The paper tackles the vulnerability of multi‑agent systems to malicious or faulty communication. It proposes a two‑stage solution that first models the relationship between agents’ observations and their physical positions using a Gaussian Process (GP). Each agent encodes its local observation o_i into a latent posterior q(z_i|o_i) via a neural auto‑encoder and broadcasts this as a message m_i. The GP, equipped with a learnable kernel, captures position‑dependent mutual information among agents, effectively defining a distribution over the mapping from spatial coordinates to latent encodings.

In the second stage, a receiving agent i computes a “confidence” weight c_i(j) for each neighbor j by evaluating the GP‑derived posterior together with the relative position x_{ji}. These confidences serve as attention‑like weights in the aggregation step of a Graph Neural Network (GNN): f_i = ∑_{j∈N_i} c_i(j)·φ(m_j). When confidences are near one, the GNN behaves like the standard unfiltered version; when they approach zero, the influence of the corresponding neighbor is essentially nullified.

To evaluate robustness, the authors introduce a taxonomy of adversarial agents: (1) Faulty agents that emit random errors, (2) Naive agents that know the cooperative encoding and policy but are unaware of any detection mechanism, (3) Cautious agents that know a detection mechanism exists and stay within normal communication bounds, and (4) Omniscient agents that have full knowledge of both the cooperative communication protocol and the detection strategy, allowing them to craft optimal attacks.

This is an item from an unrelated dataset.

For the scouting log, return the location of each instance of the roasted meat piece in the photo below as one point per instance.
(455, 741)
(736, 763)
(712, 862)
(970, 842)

Two experimental domains are presented. The first is a static group‑classification task where spatially proximate agents share strong observation correlations. The GP‑based confidence weighting dramatically reduces the impact of all adversarial types, especially the Omniscient attacker, while preserving near‑perfect accuracy when no adversary is present. The second experiment involves cooperative multi‑agent reinforcement learning, where a rogue agent attempts to manipulate the team for its own benefit. Here, the confidence‑weighted GNN successfully suppresses the misleading messages, maintaining team performance and preventing reward degradation.

Overall, the contributions are: (i) a novel probabilistic model that captures position‑dependent mutual information via a learnable GP, (ii) a systematic taxonomy of adversarial agents, (iii) a low‑overhead confidence‑based message filtering mechanism that integrates seamlessly with existing GNN communication layers, and (iv) extensive empirical validation showing strong robustness across diverse attack scenarios with negligible cost when attacks are absent.